Re: [PATCH] crypto: aesni-intel - avoid IPsec re-ordering

[Steffen Klassert <steffen.klassert@secunet.com>]

On Wed, Nov 12, 2014 at 01:49:31PM +0800, Ming Liu wrote:
> So far, the encryption/decryption are asynchronously processed in
> softirq and cryptd which would result in a implicit order of data,
> therefore leads IPSec stack also out of order while encapsulating
> or decapsulating packets.
> 
> Consider the following scenario:
> 
>              DECRYPTION INBOUND
>                       |
>                       |
>              +-----Packet A
>              |        |
>              |        |
>              |     Packet B
>              |        |
>     (cryptd) |        | (software interrupts)
>              |      ......
>              |        |
>              |        |
>              |     Packet B(decrypted)
>              |        |
>              |        |
>              +---> Packet A(decrypted)
>                       |
>                       |
>              DECRYPTION OUTBOUND
> 
> Add cryptd_flush_queue function fixing it by being called from softirq
> to flush all previous queued elements before processing a new one.
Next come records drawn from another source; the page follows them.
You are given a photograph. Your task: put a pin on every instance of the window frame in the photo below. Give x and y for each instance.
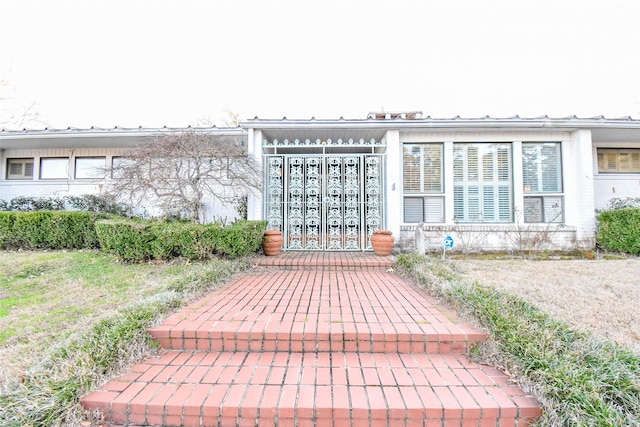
(425, 204)
(102, 169)
(43, 161)
(617, 151)
(22, 161)
(543, 203)
(478, 176)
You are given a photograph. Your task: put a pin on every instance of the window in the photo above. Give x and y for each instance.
(54, 168)
(19, 168)
(90, 167)
(118, 165)
(482, 182)
(421, 181)
(621, 160)
(542, 180)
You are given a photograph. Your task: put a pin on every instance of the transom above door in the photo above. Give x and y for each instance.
(325, 202)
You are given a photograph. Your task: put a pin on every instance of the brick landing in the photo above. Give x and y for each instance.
(346, 344)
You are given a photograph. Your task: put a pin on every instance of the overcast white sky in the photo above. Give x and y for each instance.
(153, 63)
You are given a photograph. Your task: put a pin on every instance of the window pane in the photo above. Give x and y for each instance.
(413, 209)
(433, 209)
(485, 194)
(623, 160)
(90, 167)
(432, 168)
(19, 168)
(541, 168)
(411, 168)
(422, 168)
(54, 168)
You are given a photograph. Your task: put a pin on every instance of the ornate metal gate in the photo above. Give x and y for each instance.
(325, 202)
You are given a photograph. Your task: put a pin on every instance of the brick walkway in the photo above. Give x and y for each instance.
(315, 339)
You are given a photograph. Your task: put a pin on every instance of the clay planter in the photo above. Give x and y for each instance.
(272, 242)
(382, 242)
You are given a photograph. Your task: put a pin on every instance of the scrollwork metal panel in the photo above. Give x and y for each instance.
(325, 202)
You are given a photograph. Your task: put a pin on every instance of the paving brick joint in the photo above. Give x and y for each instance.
(335, 339)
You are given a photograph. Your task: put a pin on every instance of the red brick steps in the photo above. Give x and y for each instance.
(331, 311)
(295, 347)
(263, 388)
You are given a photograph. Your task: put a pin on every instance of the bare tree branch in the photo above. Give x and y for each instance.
(178, 171)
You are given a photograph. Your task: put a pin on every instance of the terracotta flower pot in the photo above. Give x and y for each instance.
(382, 242)
(272, 242)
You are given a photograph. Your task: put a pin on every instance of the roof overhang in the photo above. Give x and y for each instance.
(604, 129)
(99, 137)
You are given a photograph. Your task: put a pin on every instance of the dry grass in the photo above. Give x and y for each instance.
(601, 296)
(70, 320)
(46, 296)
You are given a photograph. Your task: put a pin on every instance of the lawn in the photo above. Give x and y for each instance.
(70, 319)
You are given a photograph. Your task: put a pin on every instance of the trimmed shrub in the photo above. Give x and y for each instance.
(129, 240)
(136, 241)
(242, 238)
(7, 236)
(619, 230)
(48, 230)
(180, 239)
(100, 203)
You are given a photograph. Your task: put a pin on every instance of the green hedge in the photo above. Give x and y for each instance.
(48, 230)
(619, 230)
(135, 241)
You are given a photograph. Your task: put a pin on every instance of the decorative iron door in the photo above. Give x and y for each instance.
(325, 202)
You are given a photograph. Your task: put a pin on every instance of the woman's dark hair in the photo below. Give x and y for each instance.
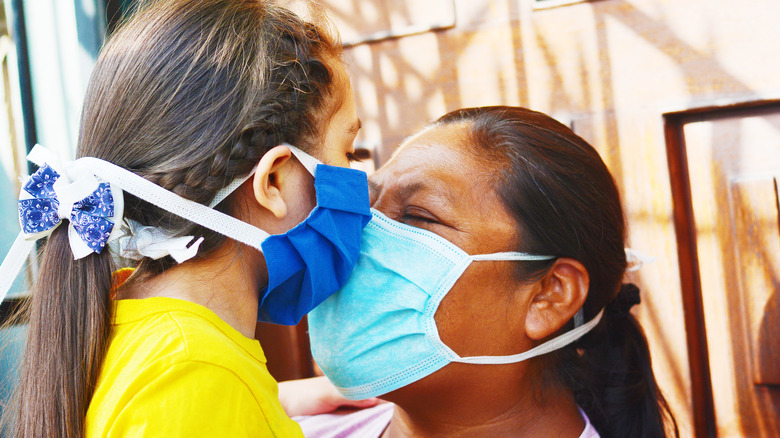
(566, 203)
(188, 94)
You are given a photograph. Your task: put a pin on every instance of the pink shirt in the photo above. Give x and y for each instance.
(370, 423)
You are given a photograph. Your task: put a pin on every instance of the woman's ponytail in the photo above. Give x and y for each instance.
(614, 382)
(67, 335)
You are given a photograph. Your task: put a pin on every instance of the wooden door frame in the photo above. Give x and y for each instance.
(687, 254)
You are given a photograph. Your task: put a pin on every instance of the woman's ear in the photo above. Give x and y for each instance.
(271, 171)
(563, 292)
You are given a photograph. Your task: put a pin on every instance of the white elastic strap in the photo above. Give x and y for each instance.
(190, 210)
(549, 346)
(230, 188)
(636, 259)
(13, 262)
(143, 241)
(309, 162)
(509, 256)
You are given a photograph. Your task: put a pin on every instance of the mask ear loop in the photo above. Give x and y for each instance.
(547, 347)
To
> prevent cryptd_flush_queue() being accessed from software interrupts,
> local_bh_disable/enable needs to be relocated in several places.
> 
> Signed-off-by: Ming Liu <ming.liu@windriver.com>
> ---
> I was told that I need resend this patch with git, so here it is:
> 
> I've figured out a new patch for this issue reported by me previously,
> the basic idea is adding a cryptd_flush_queue function fixing it by
> being called from softirq to flush all previous queued elements
> before processing a new one, and it works very well so far per my test.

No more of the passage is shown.